Moi, miracle d’un caprice, je dormais cette nuit-là au fond de la camionnette de La Carmen, ma grandmère. Mes parents n’ont eu le temps de rien, pris dedans, dans leur ventre de caravane. Le sort s’est acharné, avec tous ses doigts de feu. On a beau jeter des seaux d’eau, on dirait que le feu a soif. Les dernières braises du cœur résistent. À la fin, le feu épuise le feu et c’est fini. Au matin, c’est un triste matin éclaboussé de cendres. Les pompiers s’en vont. La police parlera d’une bouteille de gaz ou d’une poêle oubliée sur la braise. Il n’y aura pas d’enquête.
Avant de partir, un policier a dit :
VOIX D’UN POLICIER.– Et pas d’embrouilles, on vous a à l’œil !
POLIN.– On a enterré ce qu’il restait d’eux, mes parents. Oh ! pas grand-chose, le petit charbon triste de leurs os noircis. Pourquoi on enterre les morts? Le spectacle est court. Si on les accrochait aux branches des arbres, les morts pourraient discuter avec la pomme ou la nèfle. Et se balancer à la moindre bise.
UNE SOLANGE.– Qu’est-ce que tu racontes encore, tu discutes avec qui ?
LA CARMEN.– Laisse-le donc un peu tranquille, tu vois bien qu’il se parle à lui-même!
POLIN.– Maintenant je vis avec mes deux grandsmères.
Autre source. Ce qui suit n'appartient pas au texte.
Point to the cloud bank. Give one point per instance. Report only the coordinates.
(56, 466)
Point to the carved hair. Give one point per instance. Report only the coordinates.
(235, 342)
L’une est ronde et claire, elle a de la hanche. De son sein bas, on dirait qu’il va gicler de la bière. Toute sa graisse danse quand elle rit. C’est Une Solange, ma grand-mère! L’autre, museau pointu, avant c’était une apprivoiseuse de vertige, maintenant on dirait un chien efflanqué qui a peur de son ombre. On dirait comme une princesse défunte. C’est La Carmen, mon autre grand-mère. Elle est belle comme un canif !
LA CARMEN.– Je sens que tu vas me demander de te raconter encore!
POLIN.– Oui, s’il te plaît!
Tandis que parle La Carmen, l’ombre d’une funambule se balade.
LA CARMEN.– Alors je suis tombée. Pourtant j’avais confiance, j’écoutais le grand silence. Je sentais le fil sous mes pieds comme une avenue qui mène au ciel. Le fil, on le conquiert pied à pied. Et puis je ne sais quel faux pas ou quelle erreur de balancier? L’impression que le plafond, lui aussi, dégringole
d’un coup. C’est haut, forcément, quand on tombe. Le jour devient la nuit. Et c’est lourd un corps qui tombe. Le soleil est une pierre. Il y a plein de bouches sous le chapiteau du cirque. Toutes ces bouches rondes qui crient à l’unisson : Oh!
POLIN ET UNE SOLANGE.– (en chœur) Oh!